Ackman sold a 10% stake in the business to a group of investors at a $10.5 billion valuation in 2024. The Wall Street Journal reported in late 2025 that he could seek a valuation "well over" that level in a 2026 public offering.
The Journal also reported that Pershing Square would give equity in the management company to buyers of a closed-end fund, Pershing Square USA, as an inducement. The two offerings could come at the same time, the Journal said.
It has been very difficult to market new closed-end funds. Ackman tried and failed to take Pershing Square USA public in 2024 due to insufficient demand.
There have been no fresh filings yet for the management company or the closed-end fund.
The performance of the existing Pershing Square closed-end fund could mean little or no incentive fee income this year for Ackman's management company if returns don't reverse meaningfully. That cloudy outlook could negatively affect the valuation of the management company if it goes public. Given its concentrated investments and financial leverage, the fund can see its performance change quickly.
The Pershing Square fund charges a 1.5% base annual management fee and an annual incentive fee of 16%, subject to certain adjustments.

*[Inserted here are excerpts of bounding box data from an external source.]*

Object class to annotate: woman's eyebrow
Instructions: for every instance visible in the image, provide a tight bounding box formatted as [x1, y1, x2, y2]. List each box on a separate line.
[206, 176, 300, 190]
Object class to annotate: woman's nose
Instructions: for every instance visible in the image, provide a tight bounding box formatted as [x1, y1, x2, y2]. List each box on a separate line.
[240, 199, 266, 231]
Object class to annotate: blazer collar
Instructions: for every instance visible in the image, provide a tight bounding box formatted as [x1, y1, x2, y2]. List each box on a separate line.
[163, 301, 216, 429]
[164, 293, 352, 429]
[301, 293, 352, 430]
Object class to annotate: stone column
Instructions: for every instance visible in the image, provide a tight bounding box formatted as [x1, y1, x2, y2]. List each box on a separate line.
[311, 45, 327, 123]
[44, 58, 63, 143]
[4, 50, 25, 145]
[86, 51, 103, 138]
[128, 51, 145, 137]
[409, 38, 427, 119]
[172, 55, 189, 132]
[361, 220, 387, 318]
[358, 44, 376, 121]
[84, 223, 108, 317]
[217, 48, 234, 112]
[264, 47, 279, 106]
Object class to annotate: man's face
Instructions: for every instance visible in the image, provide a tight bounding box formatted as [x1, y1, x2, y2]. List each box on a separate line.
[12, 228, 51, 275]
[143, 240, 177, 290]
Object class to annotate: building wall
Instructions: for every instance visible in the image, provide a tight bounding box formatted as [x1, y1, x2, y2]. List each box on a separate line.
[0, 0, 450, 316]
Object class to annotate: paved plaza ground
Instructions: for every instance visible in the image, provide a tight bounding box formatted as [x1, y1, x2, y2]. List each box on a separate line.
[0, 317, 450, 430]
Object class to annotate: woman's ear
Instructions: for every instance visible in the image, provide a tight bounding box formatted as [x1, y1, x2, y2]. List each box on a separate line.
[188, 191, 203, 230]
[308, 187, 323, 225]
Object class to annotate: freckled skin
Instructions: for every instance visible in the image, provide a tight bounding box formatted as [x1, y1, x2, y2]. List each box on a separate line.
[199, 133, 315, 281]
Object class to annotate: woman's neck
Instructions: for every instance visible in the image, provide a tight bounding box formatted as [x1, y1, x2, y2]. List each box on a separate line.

Last year, the incentive fees dominated: They totaled $489 million, versus $208 million in base fees, according to the fund's annual report. The fund generated the sizable incentive fee in 2025 because it gained 20.9% net of fees, about three percentage points above the S&P 500. The fund has delivered strong performance over the past seven years.
Other negatives for the valuation of Ackman's management company include the sharp drop this year in shares of alternative-asset managers such as Blackstone, KKR, and Ares Management, as well as the recent stock-price decline in Howard Hughes.
Ackman's firm now controls about half of Howard Hughes, a real estate company, after buying additional shares in 2025. Ackman is trying to transform it into a mini Berkshire Hathaway, through the recent purchase of property-and casualty-insurer Vantage Group. Ackman plans to diversify the insurer's bond-dominated investment portfolio into more equity-type investments.
Ackman's firm gets paid a small percentage of the increase in Howard Hughes market value -- now around $4 billion -- above a certain level. Howard Hughes stock is down about 9% this year to $72 after falling recently amid disappointment with its real-estate earnings outlook for 2025.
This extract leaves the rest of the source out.